Balls(背包问题变形)
The classic Two Glass Balls brain-teaser is often posed as:
"Given two identical glass spheres, you would like to determine the
lowest floor in a 100-story building from which they will break when
dropped. Assume the spheres are undamaged when dropped below this
point. What is the strategy that will minimize the worst-case scenario
for number of drops?"Suppose that we had only one ball. We'd have to drop from each floor
from 1 to 100 in sequence, requiring 100 drops in the worst case.Now consider the case where we have two balls. Suppose we drop the
first ball from floor n. If it breaks we're in the case where we have
one ball remaining and we need to drop from floors 1 to n-1 in
sequence, yielding n drops in the worst case (the first ball is
dropped once, the second at most n-1 times). However, if it does not
break when dropped from floor n, we have reduced the problem to
dropping from floors n+1 to 100. In either case we must keep in mind
that we've already used one drop. So the minimum number of drops, in
the worst case, is the minimum over all n.You will write a program to determine the minimum number of drops
required, in the worst case, given B balls and an M-story building.

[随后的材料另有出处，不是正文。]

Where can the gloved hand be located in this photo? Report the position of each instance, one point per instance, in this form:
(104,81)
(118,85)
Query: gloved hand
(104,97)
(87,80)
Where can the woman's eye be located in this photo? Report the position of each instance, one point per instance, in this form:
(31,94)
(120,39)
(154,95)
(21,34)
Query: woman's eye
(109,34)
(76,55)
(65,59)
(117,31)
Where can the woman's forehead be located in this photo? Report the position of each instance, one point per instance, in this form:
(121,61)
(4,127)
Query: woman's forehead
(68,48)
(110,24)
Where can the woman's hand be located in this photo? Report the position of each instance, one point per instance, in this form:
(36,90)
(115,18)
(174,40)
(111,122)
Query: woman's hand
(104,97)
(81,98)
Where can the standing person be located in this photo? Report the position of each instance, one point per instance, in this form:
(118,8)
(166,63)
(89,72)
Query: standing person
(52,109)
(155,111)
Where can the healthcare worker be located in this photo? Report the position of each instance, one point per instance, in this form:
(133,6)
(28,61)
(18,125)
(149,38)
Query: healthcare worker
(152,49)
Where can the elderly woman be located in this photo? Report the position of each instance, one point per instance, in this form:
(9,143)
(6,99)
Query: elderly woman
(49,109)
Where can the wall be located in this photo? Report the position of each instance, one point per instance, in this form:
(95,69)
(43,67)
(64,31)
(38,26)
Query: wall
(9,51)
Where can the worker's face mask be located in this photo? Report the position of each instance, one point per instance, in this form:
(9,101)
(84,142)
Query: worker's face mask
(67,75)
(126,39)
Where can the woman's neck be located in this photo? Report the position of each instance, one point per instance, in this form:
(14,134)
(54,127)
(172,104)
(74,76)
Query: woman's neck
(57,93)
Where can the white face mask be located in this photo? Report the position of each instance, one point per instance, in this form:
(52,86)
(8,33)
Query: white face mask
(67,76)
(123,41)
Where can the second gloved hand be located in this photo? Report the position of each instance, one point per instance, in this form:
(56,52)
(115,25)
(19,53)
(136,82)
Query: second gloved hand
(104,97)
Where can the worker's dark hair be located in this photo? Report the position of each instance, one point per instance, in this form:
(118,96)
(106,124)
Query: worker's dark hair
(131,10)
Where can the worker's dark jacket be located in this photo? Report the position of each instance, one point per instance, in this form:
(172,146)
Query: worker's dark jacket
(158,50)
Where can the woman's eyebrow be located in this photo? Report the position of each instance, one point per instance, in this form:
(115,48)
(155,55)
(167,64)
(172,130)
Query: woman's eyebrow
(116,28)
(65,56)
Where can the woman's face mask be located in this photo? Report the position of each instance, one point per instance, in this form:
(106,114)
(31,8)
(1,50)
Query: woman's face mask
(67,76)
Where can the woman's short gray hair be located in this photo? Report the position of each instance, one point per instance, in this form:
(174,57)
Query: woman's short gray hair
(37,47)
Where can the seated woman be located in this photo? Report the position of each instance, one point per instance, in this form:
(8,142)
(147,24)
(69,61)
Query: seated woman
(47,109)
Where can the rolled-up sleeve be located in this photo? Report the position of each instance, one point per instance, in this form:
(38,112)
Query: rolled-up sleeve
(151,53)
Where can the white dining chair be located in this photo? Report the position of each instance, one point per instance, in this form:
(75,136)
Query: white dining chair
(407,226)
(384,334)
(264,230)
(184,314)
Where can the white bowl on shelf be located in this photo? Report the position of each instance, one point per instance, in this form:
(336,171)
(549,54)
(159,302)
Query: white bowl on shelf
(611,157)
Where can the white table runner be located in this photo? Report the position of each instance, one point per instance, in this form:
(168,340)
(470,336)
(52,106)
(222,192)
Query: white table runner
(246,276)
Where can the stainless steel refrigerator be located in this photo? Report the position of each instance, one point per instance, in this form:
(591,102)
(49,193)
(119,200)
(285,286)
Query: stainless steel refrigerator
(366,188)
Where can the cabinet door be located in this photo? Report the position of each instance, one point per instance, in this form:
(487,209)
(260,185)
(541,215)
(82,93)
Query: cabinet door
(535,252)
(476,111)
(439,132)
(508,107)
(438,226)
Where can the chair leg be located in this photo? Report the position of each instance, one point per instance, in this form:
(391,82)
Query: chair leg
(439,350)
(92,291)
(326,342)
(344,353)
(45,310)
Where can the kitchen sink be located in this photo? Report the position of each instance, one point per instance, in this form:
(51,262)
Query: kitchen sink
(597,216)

Input The first line of input contains a single integer P, (1 ≤ P ≤
1000), which is the number of data sets that follow. Each data set
consists of a single line containing three (3) decimal integer values:
the problem number, followed by a space, followed by the number of
balls B, (1 ≤ B ≤ 50), followed by a space and the number of floors in
the building M, (1 ≤ M ≤ 1000). Output For each data set, generate one
line of output with the following values: The data set number as a
decimal integer, a space, and the minimum number of drops needed for
the corresponding values of B and M.
Sample Input
4
1 2 10
2 2 100
3 2 300
4 25 900
Sample Output
1 4
2 14
3 24
4 10
思路
- 题意:给我n个小玻璃球,和一个h层高的建筑,玻璃球从这个建筑物的某一层落下可能碎,也可能不碎,让我找某一层k,在k层及以上小球被扔下来都是碎的,而在k层一下被扔下来不碎,为了找到这个第k层在“最糟糕的情况下”我们需仍多少次小球,这里的“最糟糕情况指的是在某次在某一层扔小球之后,如果小球碎裂,我们需要最少在抛小球x次,如果不碎最少需要抛小球y,我们总是取max(x,y)次”
- 思路:没有想到竟然是dp问题,,,我们考虑小球从第层被扔下有碎和不碎两个状态(设没抛小球之前总共有j个小球)
- 如果小球碎了,那么它的状态转移就是dp[k-1][j-1],k-1指的是,既然第k层碎了我只需要查找第1~k-1层是否碎就行了
- 如果小球不碎,我们我们可以确定1~k层均不回碎,那么我们只需要找k+1~h层在那一层恰好碎,这个时候的问题就相当于转化为 在一个有 h-k层高的建筑物上,我们手里有j个小球问我需要多少次最少抛找到恰好碎的那一层,所以这个时候的状态转移为 dp[n-k][j]
代码
#include<iostream>
#include<cmath>
#include<cstdio>
#include<cstring>
#include<string>
#include<algorithm>
#include<map>
using namespace std;
void fre() { freopen("A.txt","r",stdin), freopen("Ans.txt","w",stdout); }
#define ll long long
const int mxn = 100005;
int dp[1005][55]; //dp[i][j] == k 表示当有i层,j个球的情况下最少仍的次数为k次
int main()
{
/* fre(); */
int t;
scanf("%d", &t);
while(t --)
{
int num, n, h;
scanf("%d %d %d", &num, &n, &h);
memset(dp, 0x3f, sizeof(dp));
for(int i = 0; i <= n; i ++) //如果是第0层,那么最少仍的次数均为0——————初始化状态
dp[0][i] = 0;
for(int i = 1; i <= h; i ++) //枚举建筑高度
for(int j = 1; j <= n; j ++) //枚举小球的数量
for(int p = 1; p <= i; p ++) //枚举从第p层开始扔小球
{
//当小球从第p层扔下,有两个状态 要么碎,要么不碎
//如果碎了的话,很明显接下来我们要考虑的是,在[1, p-1]层中的那一层会出现恰好碎的情况,这个时候的状态转为 dp[p-1][j-1]
//如果不碎的话,我们接下来需要考虑 [p+1~i]层中那一层是恰好碎的那一层,由于求[p+1~i]之间那一层碎等价于求[1, i-p] 层那一层会出现恰好碎的情况,那么这个时候的状态转移为dp[i-p][j]
//因为是让求“最糟糕的情况”,所以我们要在两种情况之间选择较大的那个
int tmp = max(dp[p-1][j-1], dp[i-p][j]) + 1; //这里的+1 是进行了一次抛球操作
//这里求最小值,是因为题目让让我求最小抛
dp[i][j] = min(dp[i][j], tmp);
}
printf("%d %d\n", num, dp[h][n]);
}
return 0;
}